Now talking to strangers is one of my secret indulgences. I sometimes have to stand back feeling blessed that everywhere in this foreign world are bright sparks of conviviality, just waiting to be struck like flint.
The day of our bike ride, Fritz and I bike above the green water. Commenting on the fresh smell of the water - or is it the leaves of the trees that grow there? - as the river rushes down the other way.
We call out to the college guys kayaking down below, who grin and wave.
We wave and nod at a photographer stalking something in the sagebrush.
When I stop and scramble down the dry bank to take pictures of desert poppies filling up with light, Fritz waits for me, steering infinity patterns on the trail.
"We do fit well with each other. Don't you think we are actually awfully well-suited?" I ask him. "These morning bike rides - I can see us as a gray-haired couple doing this - wait, we are a gray-haired couple! But years from now - can't you see us? I love this - being able to stop whenever I see anything - how you never get antsy or try to rush things when I take pictures . . . " I go on, something about how I love how taking pictures helps me stop and see.
"Look at that," says Fritz, pointing up at the elephant-skin texture of rocks above the water.
While I'm scrambling back up onto the trail, the young running mother passes us again.
We have to work again to pass her again which we do at the curve in the trail, as the canyon opens a little wider and takes in the sunlight.
It rained last night and there is still a clean smell of wet sagebrush in the air.
Can you call an omelet intelligent? We discuss this.
Though we don't stop there this morning, biking instead along the old two-lane through a sweet and narrow valley.
This is the route my grandpa took winter mornings, morning after morning, when he taught school out this way in Marysvale. Was even principal there, I believe.

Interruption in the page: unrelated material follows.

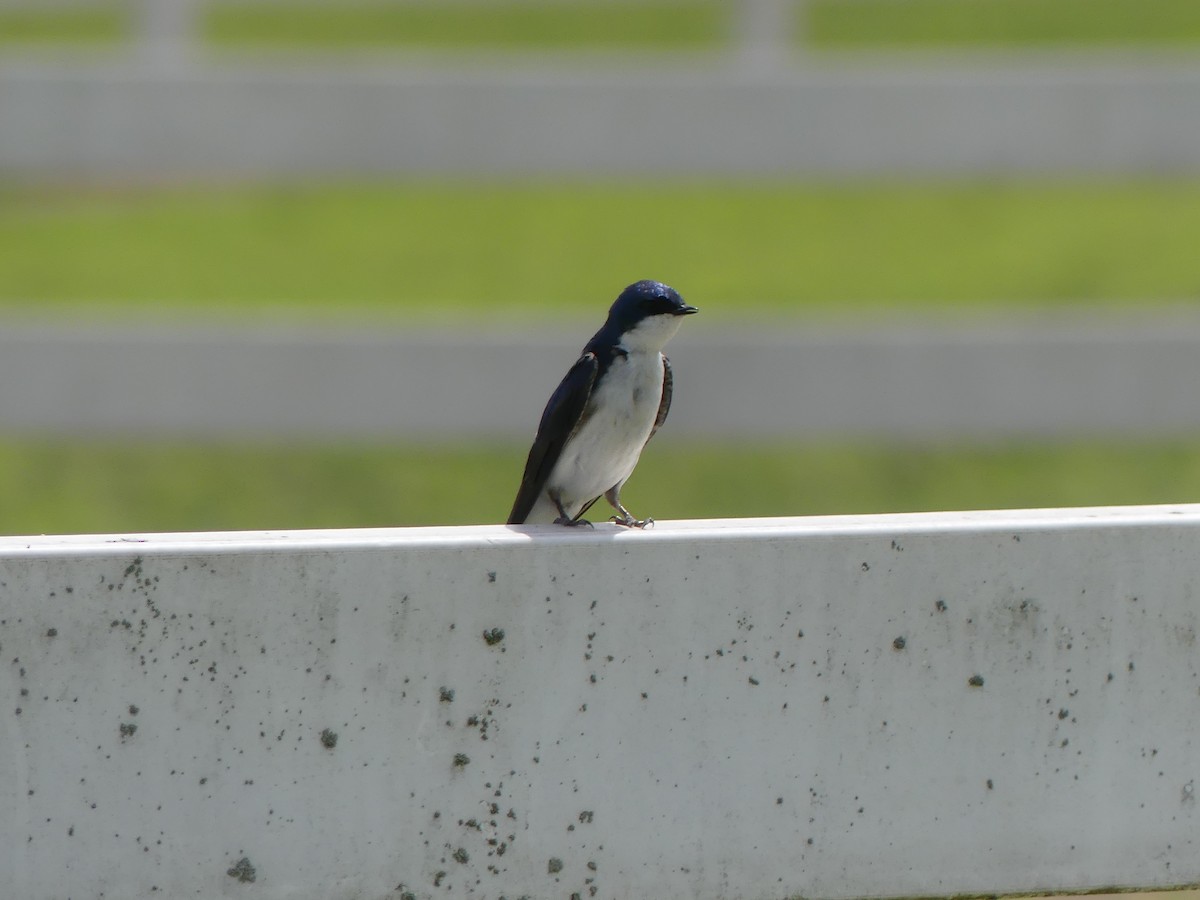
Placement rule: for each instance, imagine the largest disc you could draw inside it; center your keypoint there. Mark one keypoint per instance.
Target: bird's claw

The school is still standing, though the sandstone is worn and the building's been taken over as a craft co-op.
Standing in front of the old school, Fritz falls into conversation with a herd of 4-wheelers - they're a family reunion - all kinds of cousins - on a weekend trek. Somebody's uncle hauls all their gear in a sturdy-framed dune buggy and they've all come into town to grab some breakfast at the convenience store which is mobbed at the moment with sunburned girls in braids and pajama-pants coming home from Girls' Camp.
Fritz and I pick up a couple of yogurts, bananas. Eat them outside under the metal awning where we can eavesdrop on the people coming in and out. Then pile back into the saddle, heading home.
On the way back out of town we see a small sign in big letters CHERRIES which leads us to another sign and another until we've circled back to a shady yard enclosed in a tidy chain-link fence.
"My mother, my granddaughter," nods the smiling man in camo tee and baseball cap, by way of introduction.
"Linn Parker's up north now," I tell him. "I hear he's living with his daughter."
"The world rushes by, fast and furiously.Now we bike back the same way. Stop again at the beaver meadow, watch the birds.
The reeds and the willows lie below
In their serenity."
"The only problem," I say - as we turn off the two-lane at Big Rock Candy, take the trail back along the river - "the only problem is I still didn't get any pictures of that blazing star - they must open up at night and close up when the sun gets on them."